For her part, Judith Giuliani forgot she had ever married her first husband, medical salesman Jeffrey Ross. It took a lot of not-so-gentle prodding from reporters before she said it had somehow slipped her mind that as a 19-year-old they had eloped to Las Vegas. The marriage ended in divorce after five years.
Each of them has been involved in spectacular divorce proceedings.
The orgy of mud-slinging that dogged Giuliani's divorce from his second wife Donna Hanover, could perhaps have been minimised had he informed her of his intention to divorce before he announced it at a press conference. The all-out war that followed fuelled front-page tabloid headlines for months. No accusation was too shocking; no bedroom secret too lurid; no demand too preposterous.
When Judith divorced her second husband, Bruce Nathan, her divorce was almost as ugly, as both parties battled for custody of their adopted daughter.
DESPITE, OR PERHAPS because of their turbulent personal lives, Rudy and Judy miss few opportunities to publicly declare their adoration of each other. Nathan has repeatedly told reporters the third time is the charm. "My husband is so brilliant he can read two books at once," she announced during a Hello-style photo shoot at their $4 million (€2.9 million) Hamptons summer home.

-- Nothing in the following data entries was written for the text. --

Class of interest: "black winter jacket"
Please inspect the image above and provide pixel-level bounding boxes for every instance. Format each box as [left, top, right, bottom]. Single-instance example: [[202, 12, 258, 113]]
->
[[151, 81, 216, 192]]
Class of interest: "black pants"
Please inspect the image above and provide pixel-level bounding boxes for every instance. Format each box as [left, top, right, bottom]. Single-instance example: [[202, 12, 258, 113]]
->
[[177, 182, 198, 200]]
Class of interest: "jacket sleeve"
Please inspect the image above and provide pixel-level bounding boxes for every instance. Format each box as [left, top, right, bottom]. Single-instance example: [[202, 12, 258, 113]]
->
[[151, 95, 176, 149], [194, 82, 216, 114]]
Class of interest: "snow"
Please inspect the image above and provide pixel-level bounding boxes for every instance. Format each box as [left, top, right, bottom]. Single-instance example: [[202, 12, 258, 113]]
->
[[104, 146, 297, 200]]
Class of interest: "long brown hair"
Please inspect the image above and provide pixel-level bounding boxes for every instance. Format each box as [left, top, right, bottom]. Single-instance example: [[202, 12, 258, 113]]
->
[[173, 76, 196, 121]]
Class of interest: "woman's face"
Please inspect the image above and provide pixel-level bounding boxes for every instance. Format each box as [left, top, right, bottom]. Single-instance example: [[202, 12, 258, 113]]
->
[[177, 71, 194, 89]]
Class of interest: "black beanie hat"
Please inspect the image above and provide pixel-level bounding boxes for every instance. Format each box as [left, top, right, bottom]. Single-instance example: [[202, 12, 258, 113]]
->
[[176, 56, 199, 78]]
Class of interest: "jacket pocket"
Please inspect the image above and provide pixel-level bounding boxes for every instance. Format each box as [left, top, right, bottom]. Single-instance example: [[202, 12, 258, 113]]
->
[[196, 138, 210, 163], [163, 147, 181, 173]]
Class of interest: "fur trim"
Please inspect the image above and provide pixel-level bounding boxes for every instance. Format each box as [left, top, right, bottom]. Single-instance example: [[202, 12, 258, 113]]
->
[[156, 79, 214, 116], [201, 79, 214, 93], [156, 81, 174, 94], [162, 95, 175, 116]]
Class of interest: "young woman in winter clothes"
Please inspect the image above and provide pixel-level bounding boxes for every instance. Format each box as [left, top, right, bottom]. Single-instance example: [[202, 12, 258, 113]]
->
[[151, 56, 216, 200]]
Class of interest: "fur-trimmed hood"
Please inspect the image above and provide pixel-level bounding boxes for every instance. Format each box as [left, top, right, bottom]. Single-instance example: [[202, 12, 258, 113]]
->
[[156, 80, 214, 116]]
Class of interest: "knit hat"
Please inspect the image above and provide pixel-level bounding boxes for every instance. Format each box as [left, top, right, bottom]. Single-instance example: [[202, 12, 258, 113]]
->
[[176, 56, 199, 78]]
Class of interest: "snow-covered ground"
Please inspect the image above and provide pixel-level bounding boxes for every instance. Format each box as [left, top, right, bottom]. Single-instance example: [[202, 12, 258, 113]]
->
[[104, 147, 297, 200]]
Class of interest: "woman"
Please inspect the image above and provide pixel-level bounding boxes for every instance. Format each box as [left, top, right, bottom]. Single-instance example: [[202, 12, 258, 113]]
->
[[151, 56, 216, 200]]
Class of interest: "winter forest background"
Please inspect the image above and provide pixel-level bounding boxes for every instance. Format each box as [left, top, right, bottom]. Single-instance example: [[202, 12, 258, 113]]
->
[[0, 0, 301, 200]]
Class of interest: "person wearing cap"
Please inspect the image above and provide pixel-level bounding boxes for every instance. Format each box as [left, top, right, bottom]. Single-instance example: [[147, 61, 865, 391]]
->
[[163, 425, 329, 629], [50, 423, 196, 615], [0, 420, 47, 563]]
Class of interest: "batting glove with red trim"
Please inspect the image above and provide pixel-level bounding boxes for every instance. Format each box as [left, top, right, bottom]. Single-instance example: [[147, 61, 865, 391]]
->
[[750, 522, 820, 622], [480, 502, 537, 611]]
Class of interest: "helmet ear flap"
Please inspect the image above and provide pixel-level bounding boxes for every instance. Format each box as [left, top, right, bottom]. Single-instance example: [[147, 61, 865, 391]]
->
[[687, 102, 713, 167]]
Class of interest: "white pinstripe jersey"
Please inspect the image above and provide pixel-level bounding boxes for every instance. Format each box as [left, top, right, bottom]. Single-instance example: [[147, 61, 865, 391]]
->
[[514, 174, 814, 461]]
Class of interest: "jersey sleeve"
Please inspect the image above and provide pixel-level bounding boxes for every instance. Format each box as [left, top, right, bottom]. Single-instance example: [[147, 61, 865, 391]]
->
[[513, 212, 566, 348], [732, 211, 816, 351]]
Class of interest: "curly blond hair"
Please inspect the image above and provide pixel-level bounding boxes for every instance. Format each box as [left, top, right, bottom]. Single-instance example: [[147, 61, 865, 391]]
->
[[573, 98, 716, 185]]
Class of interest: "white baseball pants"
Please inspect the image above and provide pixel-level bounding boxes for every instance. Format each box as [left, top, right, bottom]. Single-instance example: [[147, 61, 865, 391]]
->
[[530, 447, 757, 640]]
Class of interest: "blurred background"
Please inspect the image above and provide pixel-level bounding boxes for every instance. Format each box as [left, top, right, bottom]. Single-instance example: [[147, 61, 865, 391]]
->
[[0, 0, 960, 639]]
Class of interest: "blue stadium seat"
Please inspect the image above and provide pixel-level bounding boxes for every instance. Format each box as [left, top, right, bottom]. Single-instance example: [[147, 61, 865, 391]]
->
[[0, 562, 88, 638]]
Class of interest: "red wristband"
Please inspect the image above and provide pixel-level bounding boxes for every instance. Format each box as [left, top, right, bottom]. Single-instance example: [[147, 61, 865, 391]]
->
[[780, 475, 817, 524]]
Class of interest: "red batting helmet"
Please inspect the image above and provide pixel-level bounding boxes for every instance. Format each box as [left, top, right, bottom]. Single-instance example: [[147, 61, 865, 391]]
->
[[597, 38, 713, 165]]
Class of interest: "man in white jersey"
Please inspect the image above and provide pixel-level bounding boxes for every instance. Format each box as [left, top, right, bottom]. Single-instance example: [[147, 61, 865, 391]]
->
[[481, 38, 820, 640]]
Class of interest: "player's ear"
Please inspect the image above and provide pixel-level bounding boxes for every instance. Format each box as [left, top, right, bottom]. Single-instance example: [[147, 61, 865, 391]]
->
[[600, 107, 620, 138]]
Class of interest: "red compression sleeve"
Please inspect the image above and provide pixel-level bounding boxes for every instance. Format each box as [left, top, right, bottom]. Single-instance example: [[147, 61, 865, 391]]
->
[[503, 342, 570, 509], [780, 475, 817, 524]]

Their public displays of affection would better suit a couple of teenagers on a sofa. A recent Harper's Bazaar photo shoot showed them locked in a cringe-inducing series of passionate embraces.

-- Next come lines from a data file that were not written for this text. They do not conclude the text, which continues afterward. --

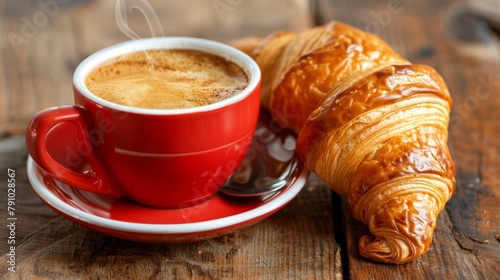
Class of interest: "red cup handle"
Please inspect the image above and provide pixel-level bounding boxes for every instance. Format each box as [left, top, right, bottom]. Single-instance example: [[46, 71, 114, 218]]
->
[[26, 106, 123, 197]]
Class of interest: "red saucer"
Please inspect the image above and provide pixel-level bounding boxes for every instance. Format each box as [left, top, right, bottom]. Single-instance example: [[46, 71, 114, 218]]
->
[[27, 109, 309, 242]]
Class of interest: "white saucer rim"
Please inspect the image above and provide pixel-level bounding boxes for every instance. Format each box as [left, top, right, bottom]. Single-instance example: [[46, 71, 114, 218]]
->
[[27, 156, 310, 234]]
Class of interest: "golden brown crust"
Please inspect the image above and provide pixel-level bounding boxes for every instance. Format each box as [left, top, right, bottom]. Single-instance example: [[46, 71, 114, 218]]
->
[[230, 22, 455, 263]]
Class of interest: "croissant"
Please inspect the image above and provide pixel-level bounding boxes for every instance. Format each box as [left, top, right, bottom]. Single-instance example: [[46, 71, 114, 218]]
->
[[231, 21, 455, 264]]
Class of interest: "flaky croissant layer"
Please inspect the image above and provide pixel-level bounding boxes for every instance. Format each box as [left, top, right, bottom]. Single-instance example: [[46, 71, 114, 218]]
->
[[233, 22, 455, 263]]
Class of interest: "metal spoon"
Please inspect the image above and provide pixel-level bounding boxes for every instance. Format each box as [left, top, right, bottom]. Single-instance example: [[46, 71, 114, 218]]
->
[[220, 161, 297, 197]]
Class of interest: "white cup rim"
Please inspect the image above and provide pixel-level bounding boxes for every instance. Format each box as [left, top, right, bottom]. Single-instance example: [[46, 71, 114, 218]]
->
[[73, 37, 261, 115]]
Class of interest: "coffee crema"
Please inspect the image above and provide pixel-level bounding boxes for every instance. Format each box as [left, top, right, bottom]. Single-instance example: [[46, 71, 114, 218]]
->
[[85, 49, 248, 109]]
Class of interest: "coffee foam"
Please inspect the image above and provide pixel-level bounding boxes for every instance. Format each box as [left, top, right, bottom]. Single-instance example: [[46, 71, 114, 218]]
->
[[85, 50, 248, 109]]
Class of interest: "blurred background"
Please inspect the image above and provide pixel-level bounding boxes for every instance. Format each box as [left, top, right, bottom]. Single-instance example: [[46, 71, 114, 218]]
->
[[0, 0, 500, 137]]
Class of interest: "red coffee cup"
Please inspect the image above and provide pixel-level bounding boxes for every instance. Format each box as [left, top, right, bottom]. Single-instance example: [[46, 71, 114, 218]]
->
[[26, 37, 261, 208]]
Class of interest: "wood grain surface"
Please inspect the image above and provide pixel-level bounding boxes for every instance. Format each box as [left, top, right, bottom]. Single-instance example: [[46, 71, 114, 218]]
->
[[0, 0, 500, 279]]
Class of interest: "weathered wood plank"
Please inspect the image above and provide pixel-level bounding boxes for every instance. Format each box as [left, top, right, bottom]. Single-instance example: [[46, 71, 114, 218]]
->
[[0, 0, 312, 137], [316, 0, 500, 279], [0, 137, 342, 279]]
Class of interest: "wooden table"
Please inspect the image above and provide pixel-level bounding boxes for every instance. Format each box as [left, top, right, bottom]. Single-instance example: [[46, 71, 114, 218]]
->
[[0, 0, 500, 279]]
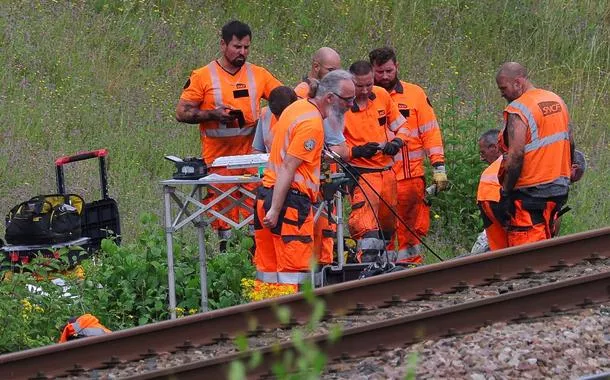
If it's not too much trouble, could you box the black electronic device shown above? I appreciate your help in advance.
[165,156,208,179]
[229,110,246,128]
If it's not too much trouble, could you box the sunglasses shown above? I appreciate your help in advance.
[332,92,356,103]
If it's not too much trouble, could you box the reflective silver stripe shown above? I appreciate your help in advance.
[525,132,570,153]
[409,148,426,160]
[481,174,500,184]
[218,230,233,240]
[417,120,438,134]
[509,101,538,146]
[294,173,320,193]
[256,271,278,283]
[78,327,106,336]
[407,129,419,138]
[205,127,256,137]
[246,62,257,119]
[390,114,407,132]
[207,62,227,128]
[72,321,106,336]
[515,177,570,189]
[260,107,273,152]
[267,161,278,173]
[356,238,385,250]
[280,111,322,160]
[277,272,311,285]
[426,146,445,155]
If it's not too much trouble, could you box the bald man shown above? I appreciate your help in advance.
[294,46,341,99]
[496,62,574,247]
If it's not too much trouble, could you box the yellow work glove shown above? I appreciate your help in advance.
[432,165,449,191]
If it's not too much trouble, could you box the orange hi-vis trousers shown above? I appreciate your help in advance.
[507,195,567,247]
[389,177,430,264]
[348,170,396,262]
[313,201,337,264]
[254,186,314,285]
[479,201,508,251]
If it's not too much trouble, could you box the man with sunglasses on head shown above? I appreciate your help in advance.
[254,70,354,293]
[343,61,408,262]
[369,47,449,264]
[176,20,281,250]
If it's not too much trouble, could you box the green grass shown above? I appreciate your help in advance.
[0,0,610,254]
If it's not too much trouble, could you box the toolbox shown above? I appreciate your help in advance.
[0,149,121,271]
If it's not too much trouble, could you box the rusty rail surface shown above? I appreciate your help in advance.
[0,227,610,379]
[125,272,610,380]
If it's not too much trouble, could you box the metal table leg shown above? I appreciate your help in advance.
[163,185,176,319]
[195,186,208,311]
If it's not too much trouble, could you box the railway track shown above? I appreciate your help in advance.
[0,228,610,379]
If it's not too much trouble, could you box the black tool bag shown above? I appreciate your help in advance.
[6,194,85,245]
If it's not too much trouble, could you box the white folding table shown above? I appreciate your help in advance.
[161,174,261,319]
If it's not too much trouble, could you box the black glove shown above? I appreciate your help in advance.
[352,143,379,158]
[492,190,515,227]
[383,137,404,156]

They constantly refer to each other as "baby" during press briefings; a few months back he raised eyebrows when he said he would allow his wife to sit in on Cabinet meetings if he became president.
Despite the best efforts of the campaign team, Judith Giuliani's public image has been damaged largely by her own hand. She has been evasive and untruthful about her past life, and can be difficult and demanding on the campaign trail, behaving more like a Hollywood diva than a first-lady-in-waiting. When she flies with her husband, she requests a separate seat for her Louis Vuitton handbag.
One widely-circulated tale concerns her behaviour at the first anniversary of the 9/11 attacks, when Hillary Clinton was shoved out of the way by four NYPD officers, who were hurriedly escorting Judith Giuliani into the VIP area in time to hear her then fiance speak. "The nerve of that woman," a furious Clinton allegedly spluttered. "Who does she think she is?"